Fine for changing channels and volume levels, the 60-year-old control solution delivers the extra functionality of a Smart TV only with an unacceptable level of user complexity, and it’s given the industry impetus to find more intuitive types of human interface.
There has been some dalliance with gesture control, but it appears that Sony, Samsung, LG and Panasonic are opting for voice control as the standard interface. For example, through enhanced voice control capabilities, Samsung’s range of Smart TVs can understand more than 300 commands with much better language and contextual recognition rates.
Samsung has even invested in and collaborated with Australia’s Macquarie University Phonetics Department to localise the voice recognition for the range of Australian accents.
Accents, algorithms and the cloud
Indeed, accents are another wall of complexity for any voice recognition technology to scale.
If you’ve ever struggled to understand English spoken in a heavy foreign accent, where the words maybe run into each other, you can appreciate that the algorithms capable of interpreting all the variations of language need to be hugely sophisticated. Consider too that, almost all languages have their regional accents and dialects, and that English can be spoken with a Slavic accent, Japanese with an Australian accent, and German with an American accent.
The technology to overcome these challenges needs to be seriously clever, and right now, all the elements necessary for realising speech recognition that actually works are starting to align.
The confluence of the increased processing power of hardware devices, the huge storage capacity and anywhere-anytime access to the web now make it possible to create and use the superior algorithms needed to cope with the complex demands of Natural Language detection.
When Siri or Google Voice Search is accessed, for example, the huge voice recognition engine and database isn’t resident on an individual device, but managed via cloud-based infrastructure. With ever more powerful smartphones, tablets, TVs and other devices, that database can be accessed, interpreted and relayed to users more quickly and accurately than before.

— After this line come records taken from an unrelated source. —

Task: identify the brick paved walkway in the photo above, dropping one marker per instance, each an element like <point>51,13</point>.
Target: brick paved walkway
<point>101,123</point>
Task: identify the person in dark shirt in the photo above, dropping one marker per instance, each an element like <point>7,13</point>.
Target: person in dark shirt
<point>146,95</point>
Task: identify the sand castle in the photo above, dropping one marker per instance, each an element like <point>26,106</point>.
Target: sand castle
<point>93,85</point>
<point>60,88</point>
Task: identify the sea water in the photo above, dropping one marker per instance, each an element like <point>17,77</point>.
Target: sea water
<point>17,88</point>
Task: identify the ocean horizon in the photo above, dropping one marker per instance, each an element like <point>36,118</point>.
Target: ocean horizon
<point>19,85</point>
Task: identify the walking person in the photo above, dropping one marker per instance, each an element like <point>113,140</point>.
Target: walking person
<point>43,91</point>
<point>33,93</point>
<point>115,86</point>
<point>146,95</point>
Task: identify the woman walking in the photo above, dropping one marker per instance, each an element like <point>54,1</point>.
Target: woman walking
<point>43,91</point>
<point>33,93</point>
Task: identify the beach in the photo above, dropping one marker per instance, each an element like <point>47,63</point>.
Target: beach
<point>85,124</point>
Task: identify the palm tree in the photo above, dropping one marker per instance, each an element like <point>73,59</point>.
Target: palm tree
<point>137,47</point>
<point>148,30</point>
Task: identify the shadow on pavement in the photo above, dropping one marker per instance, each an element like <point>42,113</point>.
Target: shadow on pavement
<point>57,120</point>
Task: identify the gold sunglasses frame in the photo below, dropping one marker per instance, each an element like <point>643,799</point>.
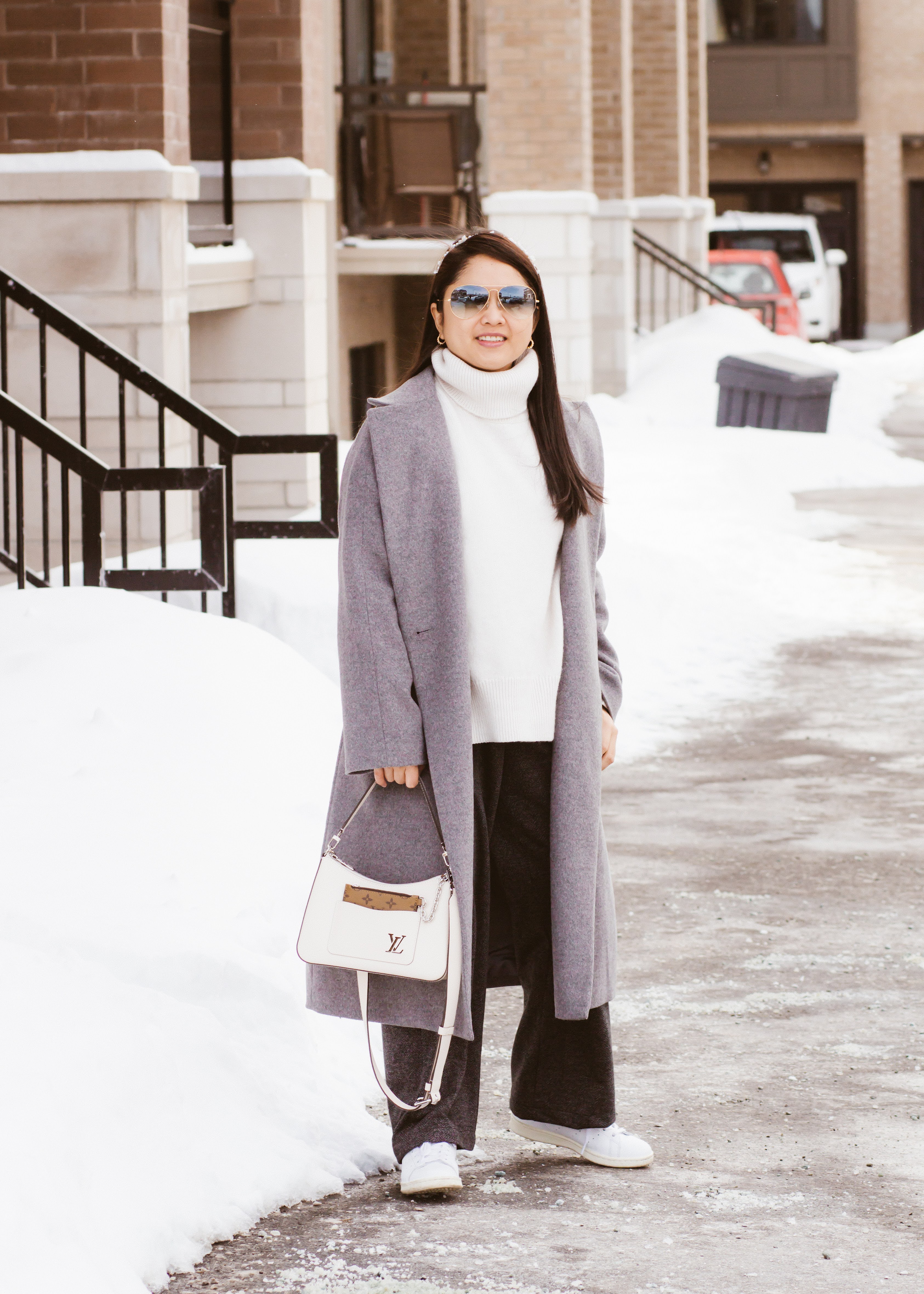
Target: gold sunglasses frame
<point>496,292</point>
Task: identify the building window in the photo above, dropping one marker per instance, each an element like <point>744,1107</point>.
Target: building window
<point>765,22</point>
<point>367,380</point>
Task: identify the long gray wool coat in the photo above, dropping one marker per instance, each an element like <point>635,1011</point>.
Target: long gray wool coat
<point>404,675</point>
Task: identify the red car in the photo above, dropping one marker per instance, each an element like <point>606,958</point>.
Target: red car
<point>756,278</point>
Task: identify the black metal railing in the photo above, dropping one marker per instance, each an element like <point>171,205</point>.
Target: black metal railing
<point>53,444</point>
<point>668,288</point>
<point>96,479</point>
<point>374,200</point>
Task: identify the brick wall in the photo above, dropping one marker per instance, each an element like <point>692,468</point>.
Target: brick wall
<point>699,132</point>
<point>95,76</point>
<point>607,98</point>
<point>655,95</point>
<point>539,86</point>
<point>421,41</point>
<point>267,56</point>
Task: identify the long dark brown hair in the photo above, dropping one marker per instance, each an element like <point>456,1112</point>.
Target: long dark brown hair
<point>569,488</point>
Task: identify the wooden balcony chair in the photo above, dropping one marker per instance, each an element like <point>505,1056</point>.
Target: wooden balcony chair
<point>424,160</point>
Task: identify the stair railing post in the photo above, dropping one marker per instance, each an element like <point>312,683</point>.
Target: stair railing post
<point>228,598</point>
<point>20,518</point>
<point>91,518</point>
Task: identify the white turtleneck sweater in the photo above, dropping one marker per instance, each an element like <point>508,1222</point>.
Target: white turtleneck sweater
<point>512,540</point>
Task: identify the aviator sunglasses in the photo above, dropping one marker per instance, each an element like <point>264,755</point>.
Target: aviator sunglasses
<point>518,303</point>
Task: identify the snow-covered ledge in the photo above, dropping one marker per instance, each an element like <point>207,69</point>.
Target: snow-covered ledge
<point>680,224</point>
<point>265,369</point>
<point>220,279</point>
<point>555,230</point>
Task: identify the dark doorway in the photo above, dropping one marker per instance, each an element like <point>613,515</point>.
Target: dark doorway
<point>367,378</point>
<point>210,105</point>
<point>917,253</point>
<point>834,208</point>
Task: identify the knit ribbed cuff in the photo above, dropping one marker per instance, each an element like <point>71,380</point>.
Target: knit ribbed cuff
<point>514,710</point>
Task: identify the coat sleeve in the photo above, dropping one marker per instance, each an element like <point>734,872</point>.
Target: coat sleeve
<point>611,676</point>
<point>382,725</point>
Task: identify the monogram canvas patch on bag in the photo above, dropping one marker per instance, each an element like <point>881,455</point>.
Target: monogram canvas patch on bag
<point>382,901</point>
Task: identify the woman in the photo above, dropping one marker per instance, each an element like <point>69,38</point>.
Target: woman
<point>473,655</point>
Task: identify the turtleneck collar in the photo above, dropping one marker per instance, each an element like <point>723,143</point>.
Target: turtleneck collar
<point>487,395</point>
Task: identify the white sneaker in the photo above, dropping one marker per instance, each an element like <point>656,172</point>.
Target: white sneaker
<point>613,1147</point>
<point>431,1166</point>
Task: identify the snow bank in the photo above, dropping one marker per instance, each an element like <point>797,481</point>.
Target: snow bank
<point>708,565</point>
<point>164,781</point>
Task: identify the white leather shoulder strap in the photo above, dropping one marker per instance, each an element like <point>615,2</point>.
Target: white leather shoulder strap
<point>431,1089</point>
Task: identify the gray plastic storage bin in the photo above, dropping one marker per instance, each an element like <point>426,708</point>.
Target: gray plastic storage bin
<point>773,391</point>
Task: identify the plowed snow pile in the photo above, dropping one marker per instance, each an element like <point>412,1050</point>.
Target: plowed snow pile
<point>708,566</point>
<point>164,781</point>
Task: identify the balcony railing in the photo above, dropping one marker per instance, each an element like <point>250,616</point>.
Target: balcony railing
<point>410,160</point>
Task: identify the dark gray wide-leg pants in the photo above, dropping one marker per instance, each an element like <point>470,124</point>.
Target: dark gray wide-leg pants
<point>562,1069</point>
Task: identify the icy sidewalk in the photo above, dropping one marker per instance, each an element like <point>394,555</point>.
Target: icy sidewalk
<point>164,782</point>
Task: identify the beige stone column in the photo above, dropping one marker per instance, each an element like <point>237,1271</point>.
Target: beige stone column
<point>540,122</point>
<point>887,297</point>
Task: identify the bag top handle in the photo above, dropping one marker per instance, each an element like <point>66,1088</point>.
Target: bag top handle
<point>336,840</point>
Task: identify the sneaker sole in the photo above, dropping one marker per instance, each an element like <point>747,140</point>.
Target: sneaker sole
<point>430,1186</point>
<point>532,1134</point>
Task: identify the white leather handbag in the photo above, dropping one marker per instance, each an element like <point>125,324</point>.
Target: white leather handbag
<point>408,931</point>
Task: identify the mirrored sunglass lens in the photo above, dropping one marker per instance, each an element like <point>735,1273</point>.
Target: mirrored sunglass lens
<point>467,301</point>
<point>517,301</point>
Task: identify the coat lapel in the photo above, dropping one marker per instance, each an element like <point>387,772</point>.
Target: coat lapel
<point>422,519</point>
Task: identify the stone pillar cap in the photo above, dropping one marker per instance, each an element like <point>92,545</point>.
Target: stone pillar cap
<point>272,180</point>
<point>541,202</point>
<point>668,206</point>
<point>98,175</point>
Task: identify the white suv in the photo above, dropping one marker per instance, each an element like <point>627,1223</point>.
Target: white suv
<point>813,274</point>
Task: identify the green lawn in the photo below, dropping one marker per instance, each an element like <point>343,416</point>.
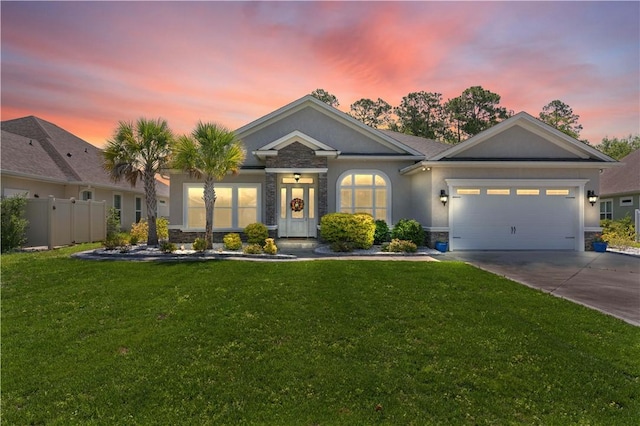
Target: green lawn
<point>305,343</point>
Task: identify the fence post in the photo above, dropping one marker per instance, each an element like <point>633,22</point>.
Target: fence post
<point>51,210</point>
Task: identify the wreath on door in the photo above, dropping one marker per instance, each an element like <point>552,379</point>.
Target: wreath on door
<point>297,204</point>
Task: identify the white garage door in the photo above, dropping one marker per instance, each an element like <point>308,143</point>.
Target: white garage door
<point>513,218</point>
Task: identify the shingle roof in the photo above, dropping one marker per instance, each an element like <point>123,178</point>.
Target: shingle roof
<point>36,147</point>
<point>624,179</point>
<point>428,147</point>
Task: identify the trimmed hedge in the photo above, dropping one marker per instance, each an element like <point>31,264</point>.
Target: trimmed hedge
<point>409,230</point>
<point>356,230</point>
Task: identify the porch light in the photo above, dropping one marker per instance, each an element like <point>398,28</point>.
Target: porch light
<point>444,197</point>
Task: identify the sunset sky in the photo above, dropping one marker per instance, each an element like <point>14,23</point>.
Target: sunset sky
<point>87,65</point>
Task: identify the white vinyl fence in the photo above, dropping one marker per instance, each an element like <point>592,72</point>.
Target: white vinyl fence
<point>55,222</point>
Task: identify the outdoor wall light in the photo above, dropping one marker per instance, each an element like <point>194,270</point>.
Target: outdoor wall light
<point>444,197</point>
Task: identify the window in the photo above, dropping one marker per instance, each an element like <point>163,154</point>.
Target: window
<point>138,209</point>
<point>606,209</point>
<point>365,192</point>
<point>626,201</point>
<point>236,206</point>
<point>467,191</point>
<point>527,191</point>
<point>117,205</point>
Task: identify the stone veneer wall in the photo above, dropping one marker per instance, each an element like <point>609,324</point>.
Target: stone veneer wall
<point>433,237</point>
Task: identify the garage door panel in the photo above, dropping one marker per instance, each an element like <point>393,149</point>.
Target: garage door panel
<point>512,222</point>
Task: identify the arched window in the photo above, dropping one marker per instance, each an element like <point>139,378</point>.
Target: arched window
<point>365,191</point>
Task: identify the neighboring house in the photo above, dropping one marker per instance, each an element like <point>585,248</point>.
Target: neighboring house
<point>519,185</point>
<point>620,188</point>
<point>42,160</point>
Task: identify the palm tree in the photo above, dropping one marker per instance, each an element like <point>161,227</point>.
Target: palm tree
<point>211,152</point>
<point>140,151</point>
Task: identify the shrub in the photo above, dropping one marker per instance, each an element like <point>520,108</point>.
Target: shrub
<point>113,223</point>
<point>409,230</point>
<point>382,232</point>
<point>200,244</point>
<point>14,225</point>
<point>232,241</point>
<point>619,233</point>
<point>252,249</point>
<point>167,247</point>
<point>270,246</point>
<point>120,240</point>
<point>401,246</point>
<point>140,230</point>
<point>341,246</point>
<point>256,233</point>
<point>356,229</point>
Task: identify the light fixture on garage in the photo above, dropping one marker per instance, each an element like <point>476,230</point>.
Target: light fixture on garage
<point>444,197</point>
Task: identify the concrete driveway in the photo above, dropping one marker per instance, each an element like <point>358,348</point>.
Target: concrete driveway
<point>608,282</point>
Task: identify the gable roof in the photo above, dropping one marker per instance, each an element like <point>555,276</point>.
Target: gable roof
<point>624,179</point>
<point>35,148</point>
<point>309,101</point>
<point>428,147</point>
<point>578,150</point>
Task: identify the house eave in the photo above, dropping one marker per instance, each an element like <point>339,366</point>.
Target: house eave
<point>508,164</point>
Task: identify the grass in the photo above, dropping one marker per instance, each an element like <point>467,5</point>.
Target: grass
<point>320,342</point>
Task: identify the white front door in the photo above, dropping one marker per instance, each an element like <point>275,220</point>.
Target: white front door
<point>297,216</point>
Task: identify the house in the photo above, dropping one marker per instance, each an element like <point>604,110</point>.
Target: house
<point>620,189</point>
<point>518,185</point>
<point>42,160</point>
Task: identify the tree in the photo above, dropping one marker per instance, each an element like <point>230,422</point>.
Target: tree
<point>472,112</point>
<point>140,151</point>
<point>326,97</point>
<point>376,114</point>
<point>422,114</point>
<point>211,151</point>
<point>619,148</point>
<point>560,115</point>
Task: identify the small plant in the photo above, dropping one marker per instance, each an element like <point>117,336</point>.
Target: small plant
<point>619,233</point>
<point>252,249</point>
<point>410,230</point>
<point>167,247</point>
<point>256,233</point>
<point>14,225</point>
<point>140,230</point>
<point>382,232</point>
<point>200,245</point>
<point>400,246</point>
<point>341,246</point>
<point>270,246</point>
<point>232,241</point>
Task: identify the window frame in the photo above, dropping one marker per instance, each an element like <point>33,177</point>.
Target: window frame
<point>374,188</point>
<point>235,209</point>
<point>605,202</point>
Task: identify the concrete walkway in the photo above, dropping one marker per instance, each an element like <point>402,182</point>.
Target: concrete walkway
<point>607,282</point>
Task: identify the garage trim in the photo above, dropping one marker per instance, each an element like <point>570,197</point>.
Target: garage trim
<point>578,184</point>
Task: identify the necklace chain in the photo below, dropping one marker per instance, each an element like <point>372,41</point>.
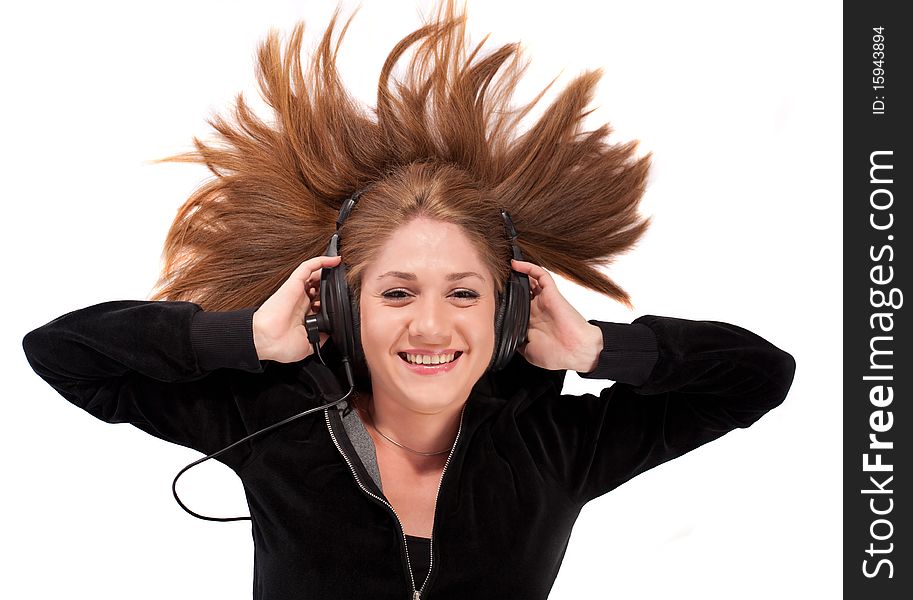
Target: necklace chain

And as computing power improves and data infrastructure expands, voice recognition technology’s usefulness will only increase.
Remember Nuance’s Chief Technology officer, Vlad Sejnoha? He believes that, within a few years, mobile voice interfaces will be much more pervasive and powerful.
“I should just be able to talk to a device without touching it,” he says. “It will constantly be listening for trigger words, and will just do it – pop up a calendar, or ready a text message, or access a browser that’s navigating you to where you want to go.”
Then there’s the next big leap – wearable technology. Imagine instructing your Google Glass to take a photo, then having that photo upload directly to your social network. Sejnoha says they are actively planning how speech technology would have to be designed to run on wearable computers.
There’s little doubt that sooner rather than later voice recognition can evolve into ‘speech understanding’.
The algorithms that allow computers to decide what a person just said may someday allow them to grasp the meaning behind the words, handle linguistic nuance and eventually combine visual cues with voice recognition.
Although it is a huge leap in terms of computing grunt and software sophistication, some researchers argue that the development of speech recognition offers the most direct line from the (clunky) computers of today to true artificial intelligence, reversing the idea that we need artificial intelligence to achieve speech recognition.